My favorite subjects are those that appear to be boundless — where the more I learn, the more I realize how little I know. Artificial Intelligence for image and video processing is one of those subjects. While my work developing AI applications these past several weeks taught me a lot, there is so much more that I still don’t appreciate let alone comprehend. Thankfully, I can be quite tenacious when it comes to concepts that capture my attention and I keep plugging along until I finally reach a place of comfort.
In Image Analysis from AWS Rekognition and Avaya OneCoud CPaas, I demonstrated how AI can examine a photograph to tell you that it sees a person. I took it a little further in Facial Recognition from AWS Rekognition and Avaya OneCloud CPaaS and built an application where AI was used to tell you who that person was. This time around, I not only want to know that an image contains a person, I want to categorize that person by gender, age, and emotion. To add a little spice to the recipe, I want to do this in near real-time.
Customer experience improves as the provider knows more about who they are working with. The needs of me, a 60-something male, are not necessarily the same as those of a 20-something female. Adding emotion to the mix personalizes the experience even more. “Seeing” that someone is confused or unhappy can potentially alleviate problems before they escalate out of control.
Seeing is Believing
As is nearly always the case, I learn best by creating the thing I am trying to understand. In this case, I developed a prototype application that processed images from my PC’s webcam in near real-time. In order to visualize the output, I send the analysis to an Avaya Spaces room. In the real world, I would use the AI discoveries to personalize customer service through applications such as agent assist and/or dynamic content delivery.
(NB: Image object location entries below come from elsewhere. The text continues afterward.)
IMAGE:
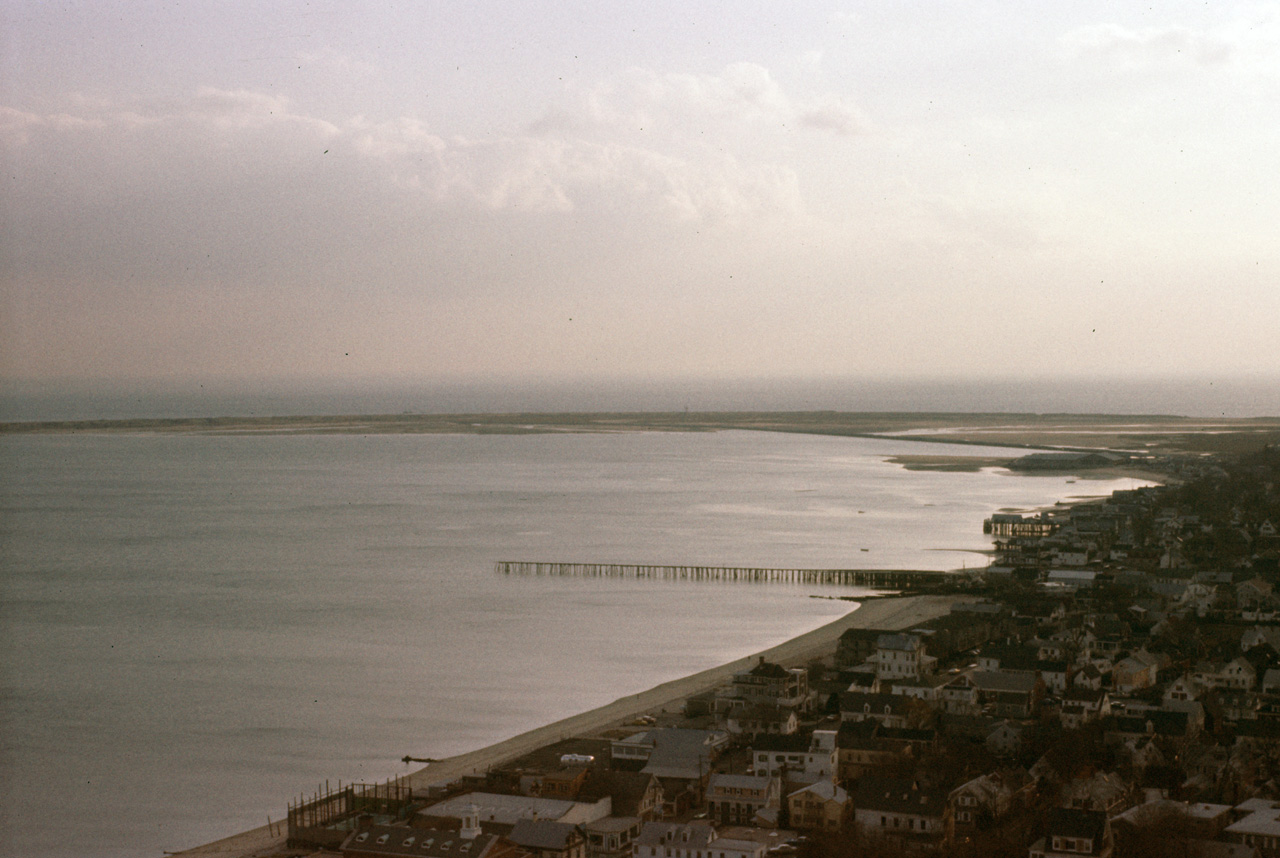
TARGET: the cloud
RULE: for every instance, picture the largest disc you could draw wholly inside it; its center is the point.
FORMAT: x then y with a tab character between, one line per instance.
833	115
743	94
1148	46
To see gender, age, and emotion analysis in action, please check out my Cheapo-Cheapo Productions video.
The backend AI analysis generates far more information than I have chosen to send to the Spaces room. I ignore the following:
Eyes Open true/false
Mouth Open true/false
The AI engine simultaneously reports seven different levels of emotion — Disgusted, Happy, Surprised, Confused, Calm, Angry, and Sad. I have chosen to only present the emotion with the highest confidence level. It’s all there for the taking, though.
Finally, Rekognition not only tells me what it sees, it tells me where in the image it sees it. Among many things, this information could be used to tag the digital photograph.
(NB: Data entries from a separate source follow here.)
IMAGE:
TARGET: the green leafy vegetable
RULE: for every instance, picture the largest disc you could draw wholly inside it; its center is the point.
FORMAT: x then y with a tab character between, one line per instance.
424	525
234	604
Imagine standing in front of a digital display that dynamically changed its content depending on who stood before it. Younger people saw items that appealed to them and old guys like me saw old guy stuff. That is the power of personalized AI technology.
I have yet to tire of my adventures with artificial intelligence and image/video recognition/analysis and expect to return to this subject very again. Thanks to all who have reached out to me with questions, comments, and collaboration. I can’t do this in a vacuum.